Anders dan de meeste domineedichters uit zijn tijd vond De Génestet, dat poëzie voor kinderen niet stichtelijk en belerend hoefde te zijn. Hij was van mening dat onderwijs afbreuk deed aan de natuurlijkheid van de mens. Hij had geen hoge pet op van het onderwijs, blijkt uit het gedicht 'Waar en hoe'. Twee strofen hieruit:

Niet in de scholen, neen, heb ik gevonden,

En van geleerden, och, weinig geleerd;

Wat ons de wijzen als waarheid verkonden,

Straks komt een wijzer, die ’t wegredeneert.
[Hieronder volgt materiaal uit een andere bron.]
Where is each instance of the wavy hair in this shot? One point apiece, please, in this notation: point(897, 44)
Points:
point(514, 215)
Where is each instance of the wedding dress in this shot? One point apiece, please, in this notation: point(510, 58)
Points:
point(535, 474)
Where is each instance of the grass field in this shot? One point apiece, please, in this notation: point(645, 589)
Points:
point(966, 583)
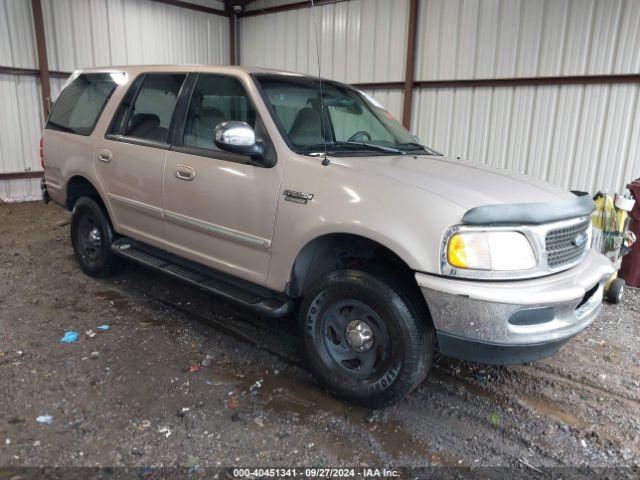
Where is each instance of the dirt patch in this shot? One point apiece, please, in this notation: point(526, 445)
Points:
point(180, 374)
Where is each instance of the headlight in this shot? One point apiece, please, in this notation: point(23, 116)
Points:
point(487, 250)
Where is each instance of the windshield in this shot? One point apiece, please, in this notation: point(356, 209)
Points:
point(353, 120)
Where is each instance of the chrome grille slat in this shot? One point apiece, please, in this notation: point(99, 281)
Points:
point(559, 245)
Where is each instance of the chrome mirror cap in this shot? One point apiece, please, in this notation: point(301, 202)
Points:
point(237, 137)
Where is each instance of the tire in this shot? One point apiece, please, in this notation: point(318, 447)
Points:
point(616, 289)
point(394, 361)
point(91, 237)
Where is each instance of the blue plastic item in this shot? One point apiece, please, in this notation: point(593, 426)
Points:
point(69, 337)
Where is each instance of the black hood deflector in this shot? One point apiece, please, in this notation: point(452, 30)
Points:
point(529, 213)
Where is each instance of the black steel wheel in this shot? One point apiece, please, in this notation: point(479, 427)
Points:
point(366, 339)
point(91, 236)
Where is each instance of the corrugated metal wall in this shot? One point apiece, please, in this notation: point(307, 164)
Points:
point(21, 111)
point(581, 137)
point(85, 33)
point(578, 136)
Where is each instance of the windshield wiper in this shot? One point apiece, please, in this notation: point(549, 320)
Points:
point(354, 146)
point(373, 146)
point(417, 146)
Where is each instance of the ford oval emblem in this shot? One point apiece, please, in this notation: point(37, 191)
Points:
point(580, 240)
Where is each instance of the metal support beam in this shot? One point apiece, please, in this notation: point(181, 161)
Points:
point(287, 7)
point(20, 175)
point(409, 80)
point(192, 6)
point(508, 82)
point(43, 63)
point(233, 39)
point(31, 71)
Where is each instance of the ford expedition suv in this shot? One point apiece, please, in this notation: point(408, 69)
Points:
point(266, 190)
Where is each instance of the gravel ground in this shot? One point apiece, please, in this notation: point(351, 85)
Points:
point(127, 397)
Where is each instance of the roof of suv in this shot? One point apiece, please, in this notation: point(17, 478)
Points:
point(189, 68)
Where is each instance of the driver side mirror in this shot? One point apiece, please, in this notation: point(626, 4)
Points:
point(237, 137)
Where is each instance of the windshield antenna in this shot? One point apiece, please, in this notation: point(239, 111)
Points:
point(325, 160)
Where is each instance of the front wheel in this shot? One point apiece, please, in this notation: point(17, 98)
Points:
point(366, 339)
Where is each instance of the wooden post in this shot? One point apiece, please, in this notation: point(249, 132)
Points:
point(43, 64)
point(409, 82)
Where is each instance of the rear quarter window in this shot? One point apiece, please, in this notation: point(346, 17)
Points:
point(80, 104)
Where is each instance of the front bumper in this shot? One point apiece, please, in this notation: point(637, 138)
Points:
point(514, 321)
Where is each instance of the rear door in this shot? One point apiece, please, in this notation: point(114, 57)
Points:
point(130, 159)
point(220, 207)
point(68, 139)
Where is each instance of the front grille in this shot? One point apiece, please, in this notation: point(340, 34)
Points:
point(560, 246)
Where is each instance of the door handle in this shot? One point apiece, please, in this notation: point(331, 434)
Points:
point(104, 156)
point(185, 172)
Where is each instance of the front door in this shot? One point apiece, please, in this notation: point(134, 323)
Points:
point(220, 207)
point(130, 160)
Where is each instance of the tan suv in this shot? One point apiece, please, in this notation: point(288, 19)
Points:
point(267, 190)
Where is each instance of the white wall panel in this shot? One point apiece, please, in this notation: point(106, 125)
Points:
point(361, 40)
point(460, 39)
point(17, 40)
point(389, 99)
point(87, 33)
point(584, 137)
point(21, 120)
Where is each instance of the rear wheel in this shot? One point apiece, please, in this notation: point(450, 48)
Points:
point(366, 339)
point(91, 237)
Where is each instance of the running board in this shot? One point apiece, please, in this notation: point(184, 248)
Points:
point(260, 299)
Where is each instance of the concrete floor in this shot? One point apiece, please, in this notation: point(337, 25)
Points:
point(126, 397)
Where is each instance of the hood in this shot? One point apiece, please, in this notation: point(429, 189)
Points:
point(465, 183)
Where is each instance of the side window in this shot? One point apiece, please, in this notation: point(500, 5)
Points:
point(215, 99)
point(118, 125)
point(80, 104)
point(149, 116)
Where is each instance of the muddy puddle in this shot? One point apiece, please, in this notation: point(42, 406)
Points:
point(285, 396)
point(116, 299)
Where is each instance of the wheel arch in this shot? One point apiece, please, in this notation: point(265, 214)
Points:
point(80, 186)
point(332, 251)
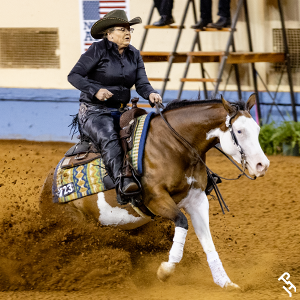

't Leven alleen is de school van het leven,

Levens–ervaring het heilige boek,

God! door Uw wijzenden vinger geschreven,

Daar ik niet vruchtloos de waarheid in zoek.

(Génestet, 1930, p. 273)

Kinderen moesten daarom vooral spelen. Naïviteit was onderdeel van hun leven en mocht niet ontbreken in hun poëzie. Spelen was nadrukkelijk geen leren. De Génestet vond dat Van Alphen zich niet kon inleven in de kinderwereld, bovendien was hij veel te deftig. In zijn laatste bundel Leekedichtjens (1860) zien we deze ‘levensbeschouwing’ samengevat in het gedicht 'Vroomheid':

Ik kan het met ùw vroomheid

Niet vinden op den duur:

Zij kijkt me véél te deftig,

Zij kijkt mij véél te zuur!

Gij, die in alle dingen

Slechts zonde vindt en schuld ....

Van leelijke gedachten

Is vast uw ziel vervuld.

(Génestet, 1930, p. 279)

In de kritiek op Van Alphen bleek De Génestet zeer ruimdenkend. Hij pleitte voor de ontwikkeling van de fantasie om de geest voor te bereiden op religieuze gevoelens. Hij verwierp hoogdravend taalgebruik in kinderboeken. Natuur en Waarheid waren volgens hem ook voor dit genre een vereiste (Van Brave Hendrik, 1990, p. 290-292).